The Strange Expectations of it.

9/20/20252 min read

When a child looks unhappy, the instinctive response is immediate: “What’s wrong?” Children are expected to be lighthearted, playful, and full of laughter. Sadness in them feels like an anomaly, something unnatural that calls for correction.

With adults, however, the same question arises in a very different context. When someone is deeply, visibly happy- smiling too broadly, laughing too freely, e world still asks, “What’s wrong?” But this time it comes with suspicion or curiosity, as though happiness in adulthood requires explanation. Perhaps there has been a promotion, a stroke of luck, or a romantic encounter. Joy, instead of being assumed, becomes something rare enough to provoke inquiry.

This inversion reveals a striking truth: happiness is our natural state, yet adulthood convinces us otherwise.

The Shift from Being to Chasing

In childhood, joy is effortless. A game, a cloud, or the simple act of being alive is enough. There is no need for possessions or reasons.

Adulthood alters this rhythm. Happiness is no longer accepted as inherent; it becomes something to be pursued, almost hunted down. The pursuit takes many forms:

- in consumerism, through new possessions and luxuries;

- in escape, through alcohol, smoking, or drugs;

- in adrenaline, through extreme sports or thrill-seeking adventures;

- in validation, through constant digital affirmation.

What was once spontaneous becomes conditional, and the search for joy is often more exhausting than the joy itself.

The Graph Towards Death

Life unfolds against an unchanging backdrop: it moves steadily toward its end.

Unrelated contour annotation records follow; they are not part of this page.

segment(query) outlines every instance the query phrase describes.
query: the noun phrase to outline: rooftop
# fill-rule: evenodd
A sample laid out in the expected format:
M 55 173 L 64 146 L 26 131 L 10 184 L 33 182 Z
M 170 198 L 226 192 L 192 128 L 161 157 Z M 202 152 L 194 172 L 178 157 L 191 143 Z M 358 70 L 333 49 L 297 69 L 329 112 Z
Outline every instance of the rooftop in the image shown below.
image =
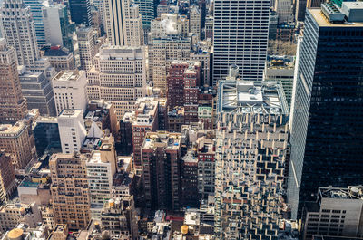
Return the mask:
M 289 107 L 279 82 L 240 79 L 221 81 L 218 112 L 287 114 Z
M 320 27 L 363 27 L 363 23 L 330 23 L 320 8 L 309 8 L 308 12 L 311 14 Z
M 177 150 L 181 147 L 181 133 L 167 131 L 148 132 L 142 144 L 142 149 L 153 149 L 158 147 Z

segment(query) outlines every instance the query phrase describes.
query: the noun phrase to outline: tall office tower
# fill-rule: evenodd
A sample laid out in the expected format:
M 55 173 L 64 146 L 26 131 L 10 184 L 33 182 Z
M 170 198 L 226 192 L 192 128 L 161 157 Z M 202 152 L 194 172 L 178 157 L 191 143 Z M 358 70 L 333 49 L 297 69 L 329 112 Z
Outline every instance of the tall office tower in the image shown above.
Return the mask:
M 82 110 L 64 109 L 58 116 L 58 128 L 61 137 L 62 152 L 81 151 L 82 144 L 87 135 Z
M 16 53 L 0 39 L 0 123 L 14 123 L 27 113 L 17 72 Z
M 0 150 L 0 204 L 6 204 L 15 189 L 15 172 L 10 154 Z
M 84 155 L 54 153 L 49 159 L 52 206 L 55 223 L 73 230 L 90 221 L 90 193 Z
M 45 43 L 52 46 L 60 45 L 73 51 L 73 26 L 69 22 L 67 7 L 54 5 L 43 7 L 43 23 L 45 32 Z
M 221 239 L 278 239 L 289 107 L 278 83 L 230 76 L 218 90 L 215 231 Z
M 142 148 L 146 206 L 181 207 L 181 133 L 148 132 Z
M 118 46 L 143 45 L 142 19 L 139 6 L 131 0 L 105 0 L 104 4 L 109 43 Z
M 240 79 L 261 81 L 269 37 L 270 0 L 214 2 L 213 85 L 231 64 Z
M 345 17 L 331 4 L 323 12 L 307 11 L 291 108 L 288 200 L 294 218 L 301 216 L 305 201 L 316 199 L 319 187 L 360 184 L 363 66 L 358 62 L 363 61 L 362 5 L 343 3 L 351 13 L 348 21 L 355 16 L 359 21 L 346 24 L 329 22 L 329 11 L 337 13 L 331 21 L 343 22 Z
M 141 47 L 103 45 L 88 72 L 88 98 L 111 101 L 120 120 L 146 94 L 145 53 Z
M 101 213 L 103 231 L 121 239 L 137 239 L 137 212 L 132 195 L 112 198 L 104 204 Z
M 155 18 L 154 0 L 134 0 L 139 5 L 139 14 L 142 15 L 142 27 L 150 29 L 152 20 Z
M 92 27 L 81 27 L 77 29 L 78 51 L 81 62 L 81 69 L 89 71 L 93 64 L 93 57 L 96 53 L 96 34 Z
M 166 95 L 166 78 L 173 61 L 189 61 L 191 55 L 191 39 L 173 35 L 153 38 L 149 46 L 149 67 L 152 70 L 153 86 Z
M 103 136 L 100 142 L 100 149 L 92 152 L 85 164 L 92 208 L 102 208 L 111 198 L 113 178 L 116 173 L 113 137 L 111 134 Z
M 29 7 L 30 12 L 32 13 L 35 29 L 36 43 L 38 43 L 38 47 L 41 48 L 45 44 L 45 32 L 43 23 L 42 8 L 44 5 L 49 5 L 49 3 L 48 1 L 44 0 L 23 0 L 23 2 L 25 7 Z
M 309 0 L 295 0 L 295 19 L 296 19 L 296 21 L 304 21 L 307 1 L 309 1 Z
M 19 80 L 28 110 L 38 109 L 43 116 L 56 115 L 52 82 L 44 72 L 26 71 L 24 66 L 19 69 Z
M 294 22 L 293 4 L 291 0 L 276 0 L 275 11 L 279 14 L 279 24 Z
M 76 109 L 85 112 L 88 100 L 84 71 L 61 71 L 52 82 L 57 116 L 64 109 Z
M 132 123 L 133 168 L 142 169 L 142 147 L 146 133 L 159 130 L 159 102 L 152 98 L 139 99 L 135 104 L 136 110 Z
M 39 57 L 34 23 L 22 0 L 4 0 L 0 28 L 9 46 L 15 49 L 19 65 L 34 66 Z
M 69 0 L 69 11 L 71 20 L 78 24 L 91 25 L 90 0 Z
M 195 34 L 197 42 L 201 40 L 201 10 L 198 5 L 191 5 L 189 10 L 189 31 Z
M 15 169 L 25 169 L 35 155 L 28 128 L 23 121 L 0 125 L 0 149 L 10 154 Z

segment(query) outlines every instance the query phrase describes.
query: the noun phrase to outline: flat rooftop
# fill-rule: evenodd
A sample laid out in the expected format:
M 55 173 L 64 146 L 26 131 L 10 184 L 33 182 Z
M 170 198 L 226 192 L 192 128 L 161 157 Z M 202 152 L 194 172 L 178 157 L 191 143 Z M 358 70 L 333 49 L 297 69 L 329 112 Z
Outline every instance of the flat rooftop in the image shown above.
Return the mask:
M 314 17 L 315 21 L 320 27 L 363 27 L 363 23 L 352 23 L 352 22 L 345 22 L 343 24 L 334 24 L 330 23 L 329 19 L 324 15 L 321 12 L 321 9 L 319 8 L 308 8 L 308 12 L 311 14 Z
M 288 114 L 289 107 L 279 82 L 226 80 L 218 91 L 218 112 Z

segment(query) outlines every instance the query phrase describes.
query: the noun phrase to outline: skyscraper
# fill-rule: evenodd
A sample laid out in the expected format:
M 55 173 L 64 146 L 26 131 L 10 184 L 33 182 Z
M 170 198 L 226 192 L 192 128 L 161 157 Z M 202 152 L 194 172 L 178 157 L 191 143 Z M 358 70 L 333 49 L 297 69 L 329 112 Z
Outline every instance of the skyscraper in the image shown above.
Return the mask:
M 214 1 L 213 85 L 231 64 L 240 78 L 262 80 L 269 37 L 270 0 Z
M 345 5 L 363 11 L 361 2 Z M 359 22 L 342 23 L 346 16 L 333 5 L 324 8 L 339 18 L 308 9 L 297 59 L 288 188 L 294 218 L 319 187 L 358 185 L 363 176 L 363 14 L 356 14 Z
M 112 45 L 143 45 L 139 6 L 130 0 L 105 0 L 106 33 Z
M 90 0 L 69 0 L 68 3 L 72 22 L 90 26 L 92 17 Z
M 289 153 L 289 107 L 278 83 L 219 83 L 215 232 L 220 239 L 278 239 Z
M 22 0 L 4 0 L 0 28 L 7 44 L 15 49 L 18 64 L 34 66 L 39 51 L 30 7 L 25 7 Z
M 0 123 L 15 123 L 27 113 L 17 72 L 16 53 L 0 39 Z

Each passing day is a point on a downward-sloping graph that leads inevitably to death. This truth, often avoided, is inescapable. From the very first breath, the trajectory is set.

Yet the tragedy is not death itself, but the way so much of life is spent postponing joy- waiting for circumstances to align, for conditions to be met, for some external permission to be granted.

The Long Silence Before

Death is not unfamiliar. For nearly 13.5 billion years before birth, existence was absent. There was no suffering, no awareness of loss, no consciousness of absence. Life is not an endless state interrupted by death; it is the opposite. Death is the long, natural silence, and life is the brief interruption.

That interruption, however fleeting, contains everything: love, fear, curiosity, beauty, and the full spectrum of human experience. Its brevity makes it no less profound; rather, it heightens its worth.

Remembering What Was Once Natural

Children embody a wisdom adults often forget. They laugh without cause, marvel without purpose, and move through the world without requiring permission to be joyful. For them, happiness is still the baseline, not the exception.

By adulthood, this simple truth is buried under layers of expectation, responsibility, and cynicism. The world treats unearned happiness as strange, while treating stress and dissatisfaction as normal. But perhaps the opposite is true.

Returning to the Origin

The pursuit of happiness may be misguided. Happiness was never something to be achieved but something remembered. To live well may mean not chasing joy in ever greater doses, but stripping away the distractions that conceal it.

Against the vast backdrop of cosmic time, where nonexistence has already been our longest state, the brief flare of consciousness that is life is extraordinary. It is too rare, too fleeting, to waste in suspicion of joy.

Happiness was the natural state once. The true task of adulthood may not be to earn it, but to return to it.